I remember Drill Sergeant Dozier. A tall giant of a man that could really sing out cadence, the songs we had to sing during our indoctrination period of 8 weeks of basic training. I remember him wearing his “Smoky the Bear” drill sergeant hat (Campaign Hat) and how he would “hit” us in our face with the brim of his hat as he scared the living hell out of us. The military, it doesn’t matter what branch, takes way your name and give you a number as the many become one. “You like me trainee?” Dozier would yell out to a trainee, as the trainee trembled in his boots. Drill Sergeant Dozier continued the psychological attack to the mind. Being scared and stupid, the trainee would respond “yes.”  thinking you had given him the correct answer and the nightmarish encounter would be over with. “I don’t want you to like me,”  he would respond. “Liking leads to loving and loving leads to F******* and I do not want to get f*****.” (This is a family channel.) After surviving basic training you went next to “AIT” or advance infantry training. Ricky later would informed me that he never had AIT training and found himself in Vietnam with a “colt 45” at age twenty after completing his basic training in California. I found myself outside of Kaiserslaughter, Germany two years before Ricky’s tour of duty in Vietnam began.

It would be some fifteen years later during a walk together at a family celebration that Ricky gave me a brief look into his life’s journey. He explained he was “high” during his entire tour of duty in Vietnam. How he had a two thousand dollar a day drug habit and the only job that could meet his financial need was that of “pimping” and he had a stable of women working for him. Not one who believed in shacking too long, he was married more than times than he could remember and would often tell my mom that he “did not remember” marrying one older white woman who was apparently well off money wise. After his tour of duty he went from one state to another state always on the move and his mother ( my dear aunt) would count it a blessing just to “hear” from him on Mother’s Day or Christmas. Ricky would later informed me how he had “died” several times and once found himself in a” tub of ice”, after over dosing on drugs.” I know there’s a God up above,” he would testify as the God of heaven and earth had protected him from himself over the years. After being delivered from a life of drugs and pimping, the second most important thing for Ricky after his Lord and his God was his attendance at Narcotics Anonymous as he faithfully attended NA meeting regardless of what city he found himself in. Like many veteran of war, he only gave me a “little” information, knowing that I could not handle too much information at one time. As a Journeyman Iron Worker he would tell me how much “peace” he had being 30-50 stories up in the air, working his craft.

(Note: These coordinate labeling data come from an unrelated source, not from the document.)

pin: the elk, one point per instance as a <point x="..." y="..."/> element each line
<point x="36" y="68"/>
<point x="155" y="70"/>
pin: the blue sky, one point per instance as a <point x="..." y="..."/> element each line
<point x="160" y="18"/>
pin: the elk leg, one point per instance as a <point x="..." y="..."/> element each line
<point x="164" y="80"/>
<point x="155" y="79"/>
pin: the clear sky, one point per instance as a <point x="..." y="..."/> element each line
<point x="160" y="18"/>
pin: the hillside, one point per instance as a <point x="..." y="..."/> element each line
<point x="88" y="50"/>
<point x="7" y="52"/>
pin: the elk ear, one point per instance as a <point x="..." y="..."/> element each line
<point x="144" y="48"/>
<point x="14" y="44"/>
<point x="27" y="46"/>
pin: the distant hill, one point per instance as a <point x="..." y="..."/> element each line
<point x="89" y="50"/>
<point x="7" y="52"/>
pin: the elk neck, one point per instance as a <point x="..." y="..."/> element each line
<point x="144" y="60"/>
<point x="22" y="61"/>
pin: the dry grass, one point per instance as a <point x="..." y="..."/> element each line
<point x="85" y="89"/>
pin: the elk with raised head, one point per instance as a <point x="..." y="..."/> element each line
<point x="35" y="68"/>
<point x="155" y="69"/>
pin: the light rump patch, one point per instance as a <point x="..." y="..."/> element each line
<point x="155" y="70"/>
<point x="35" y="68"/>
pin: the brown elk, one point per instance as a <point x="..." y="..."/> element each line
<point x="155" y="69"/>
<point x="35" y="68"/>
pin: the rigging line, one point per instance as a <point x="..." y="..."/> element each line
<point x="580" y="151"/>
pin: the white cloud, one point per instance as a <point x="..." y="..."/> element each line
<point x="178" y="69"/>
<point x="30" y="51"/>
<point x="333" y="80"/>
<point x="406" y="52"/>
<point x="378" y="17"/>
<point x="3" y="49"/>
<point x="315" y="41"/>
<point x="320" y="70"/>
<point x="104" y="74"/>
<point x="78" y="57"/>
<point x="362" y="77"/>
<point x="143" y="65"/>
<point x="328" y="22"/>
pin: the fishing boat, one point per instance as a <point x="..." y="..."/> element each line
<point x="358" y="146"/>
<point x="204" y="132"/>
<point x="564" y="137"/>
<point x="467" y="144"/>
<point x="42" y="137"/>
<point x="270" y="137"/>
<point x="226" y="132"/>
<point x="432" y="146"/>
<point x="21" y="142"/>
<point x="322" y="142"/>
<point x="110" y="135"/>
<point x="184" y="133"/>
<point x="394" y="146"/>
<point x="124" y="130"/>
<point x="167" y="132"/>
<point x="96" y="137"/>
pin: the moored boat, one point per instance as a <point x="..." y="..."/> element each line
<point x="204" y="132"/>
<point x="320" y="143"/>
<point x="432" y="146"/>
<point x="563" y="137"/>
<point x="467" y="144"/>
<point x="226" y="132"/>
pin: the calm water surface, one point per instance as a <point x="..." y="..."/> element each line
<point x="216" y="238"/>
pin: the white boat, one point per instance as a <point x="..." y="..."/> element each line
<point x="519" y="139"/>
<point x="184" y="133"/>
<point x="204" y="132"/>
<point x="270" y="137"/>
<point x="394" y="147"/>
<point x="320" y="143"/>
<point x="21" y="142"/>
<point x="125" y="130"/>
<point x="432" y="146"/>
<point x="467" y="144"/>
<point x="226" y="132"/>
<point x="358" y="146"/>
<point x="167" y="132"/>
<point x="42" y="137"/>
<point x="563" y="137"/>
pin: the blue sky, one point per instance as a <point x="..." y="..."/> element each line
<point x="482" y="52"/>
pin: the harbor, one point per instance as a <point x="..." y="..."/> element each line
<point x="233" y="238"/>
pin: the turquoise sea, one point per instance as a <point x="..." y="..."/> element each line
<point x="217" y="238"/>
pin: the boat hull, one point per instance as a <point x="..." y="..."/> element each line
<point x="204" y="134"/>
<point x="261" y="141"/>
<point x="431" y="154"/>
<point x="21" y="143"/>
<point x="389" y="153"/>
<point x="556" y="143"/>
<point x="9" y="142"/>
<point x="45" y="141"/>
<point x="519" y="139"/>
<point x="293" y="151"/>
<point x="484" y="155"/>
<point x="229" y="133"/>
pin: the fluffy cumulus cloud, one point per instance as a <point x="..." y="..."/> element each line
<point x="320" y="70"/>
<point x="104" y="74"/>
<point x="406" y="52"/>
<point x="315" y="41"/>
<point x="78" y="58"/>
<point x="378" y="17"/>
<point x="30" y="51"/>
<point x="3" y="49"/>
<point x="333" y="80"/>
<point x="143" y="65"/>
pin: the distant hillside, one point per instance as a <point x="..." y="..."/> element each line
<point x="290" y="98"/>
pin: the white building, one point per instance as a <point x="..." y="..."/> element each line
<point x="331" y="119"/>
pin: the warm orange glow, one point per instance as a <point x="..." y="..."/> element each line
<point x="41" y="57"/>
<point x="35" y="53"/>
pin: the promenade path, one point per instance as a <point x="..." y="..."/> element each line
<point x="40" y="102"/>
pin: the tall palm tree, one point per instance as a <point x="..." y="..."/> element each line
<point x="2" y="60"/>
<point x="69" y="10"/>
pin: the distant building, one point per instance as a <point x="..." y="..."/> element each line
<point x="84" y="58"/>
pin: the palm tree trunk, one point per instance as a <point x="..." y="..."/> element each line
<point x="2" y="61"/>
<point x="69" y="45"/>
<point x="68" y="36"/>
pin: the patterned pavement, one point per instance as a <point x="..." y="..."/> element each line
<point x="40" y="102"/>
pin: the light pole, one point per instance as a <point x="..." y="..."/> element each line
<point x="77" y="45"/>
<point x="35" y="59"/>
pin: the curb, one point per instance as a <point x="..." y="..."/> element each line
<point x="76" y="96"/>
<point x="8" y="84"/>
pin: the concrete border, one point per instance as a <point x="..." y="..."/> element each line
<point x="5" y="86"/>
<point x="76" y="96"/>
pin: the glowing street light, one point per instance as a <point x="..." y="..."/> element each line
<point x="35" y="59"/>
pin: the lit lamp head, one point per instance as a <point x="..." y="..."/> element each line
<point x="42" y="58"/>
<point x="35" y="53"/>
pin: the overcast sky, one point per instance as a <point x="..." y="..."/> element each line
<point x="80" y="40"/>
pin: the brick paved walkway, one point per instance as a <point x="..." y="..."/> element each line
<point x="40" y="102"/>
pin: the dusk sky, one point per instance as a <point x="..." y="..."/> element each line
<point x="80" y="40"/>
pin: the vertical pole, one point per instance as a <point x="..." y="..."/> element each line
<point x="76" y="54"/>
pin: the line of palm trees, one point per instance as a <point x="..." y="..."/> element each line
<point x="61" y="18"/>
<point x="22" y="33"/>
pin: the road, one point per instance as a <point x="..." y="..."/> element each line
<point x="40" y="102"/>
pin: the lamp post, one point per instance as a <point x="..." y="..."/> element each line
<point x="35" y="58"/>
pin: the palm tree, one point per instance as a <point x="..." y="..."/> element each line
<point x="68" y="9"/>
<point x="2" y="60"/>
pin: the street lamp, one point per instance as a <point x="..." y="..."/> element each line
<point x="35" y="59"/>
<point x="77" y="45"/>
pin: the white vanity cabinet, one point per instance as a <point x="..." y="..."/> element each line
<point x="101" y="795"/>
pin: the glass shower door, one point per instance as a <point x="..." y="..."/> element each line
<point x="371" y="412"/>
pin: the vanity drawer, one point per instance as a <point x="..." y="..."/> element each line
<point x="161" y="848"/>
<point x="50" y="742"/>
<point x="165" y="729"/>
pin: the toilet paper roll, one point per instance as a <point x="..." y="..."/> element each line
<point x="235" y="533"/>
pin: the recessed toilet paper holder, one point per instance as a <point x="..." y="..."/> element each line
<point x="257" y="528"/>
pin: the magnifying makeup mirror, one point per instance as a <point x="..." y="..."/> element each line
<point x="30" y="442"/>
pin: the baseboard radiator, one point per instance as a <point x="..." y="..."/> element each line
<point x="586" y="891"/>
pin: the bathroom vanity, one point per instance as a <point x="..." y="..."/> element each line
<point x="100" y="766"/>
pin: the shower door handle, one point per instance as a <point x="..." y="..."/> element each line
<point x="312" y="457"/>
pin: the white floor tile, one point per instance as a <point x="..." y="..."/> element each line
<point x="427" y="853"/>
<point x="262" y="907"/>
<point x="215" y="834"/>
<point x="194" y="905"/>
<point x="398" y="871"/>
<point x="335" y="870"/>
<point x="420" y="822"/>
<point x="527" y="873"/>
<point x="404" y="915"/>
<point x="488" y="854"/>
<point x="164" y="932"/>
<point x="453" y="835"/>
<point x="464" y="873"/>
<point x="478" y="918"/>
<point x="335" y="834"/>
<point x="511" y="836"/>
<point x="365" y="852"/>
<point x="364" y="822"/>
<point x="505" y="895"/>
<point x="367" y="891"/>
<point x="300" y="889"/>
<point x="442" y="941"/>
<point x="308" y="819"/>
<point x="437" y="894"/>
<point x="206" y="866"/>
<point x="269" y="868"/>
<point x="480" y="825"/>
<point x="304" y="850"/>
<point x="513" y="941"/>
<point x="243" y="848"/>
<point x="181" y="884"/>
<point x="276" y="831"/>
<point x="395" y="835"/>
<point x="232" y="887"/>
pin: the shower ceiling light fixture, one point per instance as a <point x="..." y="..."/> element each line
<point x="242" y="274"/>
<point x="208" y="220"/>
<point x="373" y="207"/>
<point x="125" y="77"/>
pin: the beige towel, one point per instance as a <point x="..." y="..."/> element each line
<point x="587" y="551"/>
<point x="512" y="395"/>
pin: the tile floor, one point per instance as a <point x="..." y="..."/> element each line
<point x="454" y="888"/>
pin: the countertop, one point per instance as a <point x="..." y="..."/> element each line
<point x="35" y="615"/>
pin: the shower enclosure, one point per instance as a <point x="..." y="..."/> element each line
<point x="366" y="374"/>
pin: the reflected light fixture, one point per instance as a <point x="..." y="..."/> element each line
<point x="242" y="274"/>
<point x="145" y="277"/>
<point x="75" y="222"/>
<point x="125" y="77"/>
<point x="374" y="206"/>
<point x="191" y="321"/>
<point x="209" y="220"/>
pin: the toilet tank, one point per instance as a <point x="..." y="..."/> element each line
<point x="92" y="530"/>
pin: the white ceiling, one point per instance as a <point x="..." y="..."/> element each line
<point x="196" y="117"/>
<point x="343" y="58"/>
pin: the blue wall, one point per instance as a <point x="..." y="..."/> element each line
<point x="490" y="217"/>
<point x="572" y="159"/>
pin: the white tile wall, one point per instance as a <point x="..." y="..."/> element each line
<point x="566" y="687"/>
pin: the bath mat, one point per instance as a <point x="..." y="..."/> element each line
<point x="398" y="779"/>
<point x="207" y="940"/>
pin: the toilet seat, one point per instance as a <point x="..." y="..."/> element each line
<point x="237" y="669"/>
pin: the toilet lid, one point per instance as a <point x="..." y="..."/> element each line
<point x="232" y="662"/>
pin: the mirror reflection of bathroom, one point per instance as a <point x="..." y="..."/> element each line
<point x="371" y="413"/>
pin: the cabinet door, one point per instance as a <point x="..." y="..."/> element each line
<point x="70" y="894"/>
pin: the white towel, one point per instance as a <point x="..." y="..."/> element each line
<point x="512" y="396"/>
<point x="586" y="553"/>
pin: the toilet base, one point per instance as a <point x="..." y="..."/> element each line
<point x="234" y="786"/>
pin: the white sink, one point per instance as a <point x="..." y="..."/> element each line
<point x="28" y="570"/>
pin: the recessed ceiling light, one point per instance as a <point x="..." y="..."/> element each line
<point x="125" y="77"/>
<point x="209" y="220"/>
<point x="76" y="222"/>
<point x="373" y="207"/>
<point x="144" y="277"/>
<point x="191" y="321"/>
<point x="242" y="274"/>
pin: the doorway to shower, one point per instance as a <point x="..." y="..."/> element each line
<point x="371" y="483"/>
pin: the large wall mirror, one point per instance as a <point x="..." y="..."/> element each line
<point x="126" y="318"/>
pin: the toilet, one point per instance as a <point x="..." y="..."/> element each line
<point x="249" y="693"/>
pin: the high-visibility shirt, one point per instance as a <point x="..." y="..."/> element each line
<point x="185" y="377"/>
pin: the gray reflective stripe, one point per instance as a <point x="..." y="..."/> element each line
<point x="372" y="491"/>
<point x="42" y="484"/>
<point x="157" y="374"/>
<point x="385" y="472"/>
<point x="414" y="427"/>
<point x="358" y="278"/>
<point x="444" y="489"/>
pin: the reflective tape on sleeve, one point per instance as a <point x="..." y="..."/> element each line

The upshot after 678 words. I have often found myself “thinking” about my life’s journey just like my cousin Ricky did. Ricky is now absent from the body, but present with the his Lord. And when you start “thinking” you start “thanking.” The song writer says,” through many dangers, toils and snares I have already come” and you apply those words to your life. We were all “blind and could not see” at one time or another (some still are) until we were saved from ourselves by what the song writer and the Word of God calls “Amazing Grace.” Every day truly is a day of Thanksgiving. But do not take my word for it. “Search the scriptures;” John 5:39a. Remember, Every day is Thanksgiving.